Westboro members protest high-profile funerals and events, such as The Response, a day long prayer event in Houston in 2011.

Westboro members protest high-profile funerals and events, such as The Response, a day long prayer event in Houston in 2011. Pat Sullivan/AP

The tiny church plans to picket the funerals of Sandy Hook victims.

A petition seeking to have the Westboro Baptist Church legally defined as a hate group outpaced a separate petition asking the Obama Administration to support legislation to further restrict gun ownership on the White House’s We the People website Tuesday.

Both petitions were posted on Friday shortly after a Newtown, Conn., gunman went on a rampage that killed 26 people, including 20 children, at Sandy Hook Elementary School. They are the first and second most popular petitions ever posted to the 16-month old White House website aimed at encouraging citizen participation in government.

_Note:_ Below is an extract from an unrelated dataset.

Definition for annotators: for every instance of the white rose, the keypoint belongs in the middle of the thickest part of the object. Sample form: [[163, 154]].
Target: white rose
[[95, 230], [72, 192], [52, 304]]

About 190,000 people had signed the Westboro Baptist petition as of 2 p.m. Tuesday, compared with about 182,000 who had signed the gun control petition.

Members of the tiny Westboro Baptist Church have pledged to picket the funerals of the Sandy Hook students as they have the funerals of U.S. soldiers killed in Iraq and Afghanistan. Church members believe those deaths are god’s punishment for the United States' tolerance of homosexuality. The church is already designated as a hate group by the Southern Poverty Law Center, the petition notes.

More than a dozen other petitions have been posted to We the People in the days since the Sandy Hook tragedy asking the government to raise gun control restrictions, improve mental health services or honor the victims. Other petitions have warned the administration against pushing too strongly on gun control.

We the People fell out of the public eye for several months after a flurry of petitions when it first launched. It burst back in November when citizens from all 50 states signed petitions seeking to withdraw from the union after President Obama won reelection. The Sandy Hook petitions followed a month later.

Public engagement with the White House petition site is still significantly lower than with privately run sites. Nearly 400,000 people have signed a petition promoting gun control posted to the site

Seven of the post-Sandy Hook petitions have crossed We the People’s 25,000 signature threshold to receive an official government response. Four of those petitions attack the Westboro Baptists, two promote gun control and one opposes new gun control measures.